Review - Elvira: Mistress of the Dark #1 (@DynamiteComics)


"Ready or not, here I come."

Elvira doesn't really need an introduction. It's likely that more people know about her than some of the other characters in Elvira: Mistress of the Dark #1 from Dynamite Comics. The issue is written by David Avallone, illustrated by Dave Acosta, colored by Andrew Covalt and lettered by Taylor Esposito.

The Mistress of the Dark has become unstuck in time! Elvira crashes Mary Shelley's monster weekend, beginning an epic journey through horror history, stalked by the most terrifying nightmare to ever walk the Earth. (No spoilers!)
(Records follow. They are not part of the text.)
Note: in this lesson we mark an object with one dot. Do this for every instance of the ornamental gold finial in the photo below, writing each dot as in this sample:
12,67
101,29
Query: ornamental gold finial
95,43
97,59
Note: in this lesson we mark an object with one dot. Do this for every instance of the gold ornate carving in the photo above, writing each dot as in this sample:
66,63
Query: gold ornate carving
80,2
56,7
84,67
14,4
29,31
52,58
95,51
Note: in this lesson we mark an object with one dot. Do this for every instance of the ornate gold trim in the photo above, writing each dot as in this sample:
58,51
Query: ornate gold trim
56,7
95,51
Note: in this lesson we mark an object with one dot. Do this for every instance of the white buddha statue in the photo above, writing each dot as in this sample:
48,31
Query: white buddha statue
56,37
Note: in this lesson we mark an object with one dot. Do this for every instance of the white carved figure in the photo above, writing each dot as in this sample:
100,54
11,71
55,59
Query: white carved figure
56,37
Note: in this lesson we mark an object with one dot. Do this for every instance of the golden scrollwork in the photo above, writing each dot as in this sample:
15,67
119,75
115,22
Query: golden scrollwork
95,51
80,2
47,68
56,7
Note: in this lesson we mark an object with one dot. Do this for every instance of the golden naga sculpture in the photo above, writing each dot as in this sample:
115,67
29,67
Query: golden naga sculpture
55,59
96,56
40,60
Elvira is a lot of things to a lot of people and Avallone ensures she's also a fourth-wall breaking, double-entendre throwing time-traveler as well in Elvira: Mistress of the Dark #1. Avallone doesn't really spend much time digging into how exactly a time-traversing vehicle made its way into Elvira's trailer; instead, he focuses more on her interactions with historical figures. The first encounter with Mary Shelley gives Elvira plenty of time to espouse her appreciation for her literary talents while also allowing Avallone to put her in true horror situations. The dialogue throughout the issue is rapid-fire cheeky--almost to the point where it feels a tad obnoxious because of how quickly it comes. That being said, Avallone still manages to embrace the quick pace of the story and really bring it all together.

Acosta could've easily illustrated the book with an attention to gore and the macabre, but instead his approach is a lot lighter. Elvira maintains all of her trademark features in Acosta's rendering of the famed heroine, paying particular attention to her face and distinctive eyes. The remaining characters are illustrated with similar attention to detail and the bulk of Acosta's artwork seems to focus primarily on the players and less on the setting. The panels fit together like a jigsaw puzzle that fits with the theme of the story itself and the black gutters add a further touch of the dark. Covalt's colors are appropriately dark and ominous.

Elvira: Mistress of the Dark #1 is an interesting first issue in that it takes a character who's been around quite a bit and thrusts her into a slightly new world. Elvira is clearly capable enough as a character to get through any situation, regardless of the time or place. Avallone's script is crammed with zingers and sharp rebuttals, all of which make the book read at a slightly dizzying pace. Acosta's artwork is solid and captures all of Elvira's key characteristics. Elvira: Mistress of the Dark #1 is worth a read, as it's a nice tribute to a pop culture icon.

Elvira: Mistress of the Dark #1 is available July 4.